In November 1863, less than five months after the Battle of Gettysburg, the deadliest days of the Civil War, President Abraham Lincoln delivered his famous Gettysburg Address at the ceremony dedicating a national cemetery for the battle’s fallen Union soldiers. The loss of so many young lives was not just a series of private griefs, but also a massive communal loss that called for public mourning. Lincoln linked the soldiers’ sacrifice to the nobility of their cause — the “unfinished work” of building a durable democracy. He committed post-Civil War America to “a new birth of freedom” that led to the abolishment of slavery and assurances of citizenship and voting rights.
FULL TEXT
Four score and seven years ago our fathers brought forth on this continent, a new nation, conceived in Liberty, and dedicated to the proposition that all men are created equal. Now we are engaged in a great civil war, testing whether that nation, or any nation so conceived and so dedicated, can long endure. We are met on a great battle-field of that war. We have come to dedicate a portion of that field, as a final resting place for those who here gave their lives that that nation might live. It is altogether fitting and proper that we should do this.
But, in a larger sense, we can not dedicate--we can not consecrate--we can not hallow--this ground. The brave men, living and dead, who struggled here, have consecrated it, far above our poor power to add or detract.

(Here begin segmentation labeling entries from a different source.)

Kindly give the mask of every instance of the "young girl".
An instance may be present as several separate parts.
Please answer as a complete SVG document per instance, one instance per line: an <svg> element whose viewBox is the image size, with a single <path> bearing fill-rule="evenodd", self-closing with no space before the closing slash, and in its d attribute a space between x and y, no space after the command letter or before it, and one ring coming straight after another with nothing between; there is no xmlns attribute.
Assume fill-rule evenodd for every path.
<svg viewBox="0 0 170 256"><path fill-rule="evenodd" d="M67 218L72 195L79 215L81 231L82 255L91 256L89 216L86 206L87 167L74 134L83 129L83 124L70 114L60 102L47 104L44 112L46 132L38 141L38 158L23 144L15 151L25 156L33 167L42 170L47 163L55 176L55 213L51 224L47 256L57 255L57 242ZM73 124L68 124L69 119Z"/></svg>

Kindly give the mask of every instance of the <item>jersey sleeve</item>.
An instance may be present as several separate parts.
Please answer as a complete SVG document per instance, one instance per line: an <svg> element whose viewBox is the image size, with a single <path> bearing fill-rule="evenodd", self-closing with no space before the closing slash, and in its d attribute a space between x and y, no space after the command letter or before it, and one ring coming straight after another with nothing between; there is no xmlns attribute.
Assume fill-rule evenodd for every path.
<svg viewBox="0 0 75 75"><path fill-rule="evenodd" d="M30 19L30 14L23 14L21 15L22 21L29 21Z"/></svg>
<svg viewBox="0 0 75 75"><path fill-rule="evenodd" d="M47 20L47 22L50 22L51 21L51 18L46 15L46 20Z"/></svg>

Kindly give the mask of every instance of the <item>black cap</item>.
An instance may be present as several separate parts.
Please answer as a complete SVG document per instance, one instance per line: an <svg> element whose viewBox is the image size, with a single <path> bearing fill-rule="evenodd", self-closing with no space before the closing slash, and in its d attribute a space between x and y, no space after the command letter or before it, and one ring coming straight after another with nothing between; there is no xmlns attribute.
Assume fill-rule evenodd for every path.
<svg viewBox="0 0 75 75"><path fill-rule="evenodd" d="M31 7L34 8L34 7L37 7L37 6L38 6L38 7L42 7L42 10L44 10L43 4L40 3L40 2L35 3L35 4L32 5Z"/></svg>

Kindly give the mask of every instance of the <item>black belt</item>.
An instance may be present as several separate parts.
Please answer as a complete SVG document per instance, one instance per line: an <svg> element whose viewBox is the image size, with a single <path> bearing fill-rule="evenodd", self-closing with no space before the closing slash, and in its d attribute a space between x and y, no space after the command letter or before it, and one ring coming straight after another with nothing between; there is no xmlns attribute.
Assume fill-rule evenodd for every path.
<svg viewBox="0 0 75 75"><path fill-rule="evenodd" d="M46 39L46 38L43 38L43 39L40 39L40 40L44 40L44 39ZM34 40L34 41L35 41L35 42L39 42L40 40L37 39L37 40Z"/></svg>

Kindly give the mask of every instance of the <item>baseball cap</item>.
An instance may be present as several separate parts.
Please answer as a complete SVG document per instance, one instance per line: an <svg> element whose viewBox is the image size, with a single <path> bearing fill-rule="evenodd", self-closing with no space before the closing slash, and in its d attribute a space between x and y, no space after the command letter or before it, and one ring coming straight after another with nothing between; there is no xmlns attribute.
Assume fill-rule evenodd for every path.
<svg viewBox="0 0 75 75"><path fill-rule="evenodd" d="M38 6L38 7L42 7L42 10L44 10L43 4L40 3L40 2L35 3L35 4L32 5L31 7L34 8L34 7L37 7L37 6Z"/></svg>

The world will little note, nor long remember what we say here, but it can never forget what they did here. It is for us the living, rather, to be dedicated here to the unfinished work which they who fought here have thus far so nobly advanced. It is rather for us to be here dedicated to the great task remaining before us-that from these honored dead we take increased devotion to that cause for which they gave the last full measure of devotion-that we here highly resolve that these dead shall not have died in vain-that this nation, under God, shall have a new birth of freedom-and that government of the people, by the people, for the people, shall not perish from the earth.